10 ressources prêtes à installer
Questions fréquentes
How does this stack actually compare to Glean — am I really getting feature parity?
On the answer layer, yes: Onyx ships hybrid-search RAG, custom agents, deep research, and 40+ connectors covering the same sources Glean does. Where Glean wins is polish — the in-Slack bot, the universal browser sidebar, the analytics dashboards. Where this pack wins is total cost (Glean is ~$40-50/seat/month, this stack is the LLM bill plus one VM), data residency (everything stays in your VPC), and extensibility (the MCPs let any agent in the team's editor query the same corpus). For a 50-person team the math is roughly $25K/year saved vs Glean, less the ~10-20 hours/month of ops time.
Do I need all ten tools, or is Onyx enough?
Onyx alone is enough to start. The other nine address specific failure modes: Airweave for missing connectors, the three MCPs for in-editor agent access, Docmost / PandaWiki when you're consolidating away from Confluence, Qdrant when your corpus crosses ~1M chunks, Casbin when permission policy gets messy, Haystack when retrieval needs branching custom logic. Install Onyx in week one, point it at your three loudest sources, and the missing pieces will tell you which others you need.

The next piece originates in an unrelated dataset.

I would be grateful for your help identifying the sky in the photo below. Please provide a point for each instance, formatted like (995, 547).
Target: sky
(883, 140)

What about access control — how do I keep the C-suite Confluence space out of an IC's answer?
Three layers. First, source-level: when you configure a connector in Onyx, scope it to channels / spaces / collections an IC role can see. Second, per-document: Onyx and Airweave both propagate source-system permissions (Confluence ACLs, Notion sharing, Slack channel membership) so a doc the user can't read in the source can't appear in an answer. Third, policy: Casbin sits in front of the retrieval API for the cases the first two layers don't cover — contractor groups, time-bounded access, role exceptions. Most teams need all three eventually; start with the first two.
Where does the LLM run — is my corpus going to OpenAI?

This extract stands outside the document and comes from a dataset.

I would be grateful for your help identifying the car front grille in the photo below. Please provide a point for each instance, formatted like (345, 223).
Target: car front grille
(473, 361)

Your call. Onyx supports any OpenAI-compatible endpoint plus local options via Ollama / vLLM / LiteLLM. The embedding model and the answer model are configured independently. A common setup: a local embedding model (free, runs on a single GPU) for the corpus, and a cloud reasoning model (Claude / GPT-4) only at answer time with the retrieved chunks as context — the cloud sees the retrieved excerpts, not your full corpus. For the strictest data residency, run a local 70B-class model for both.
How do I keep the index fresh — does Slack get re-synced every hour?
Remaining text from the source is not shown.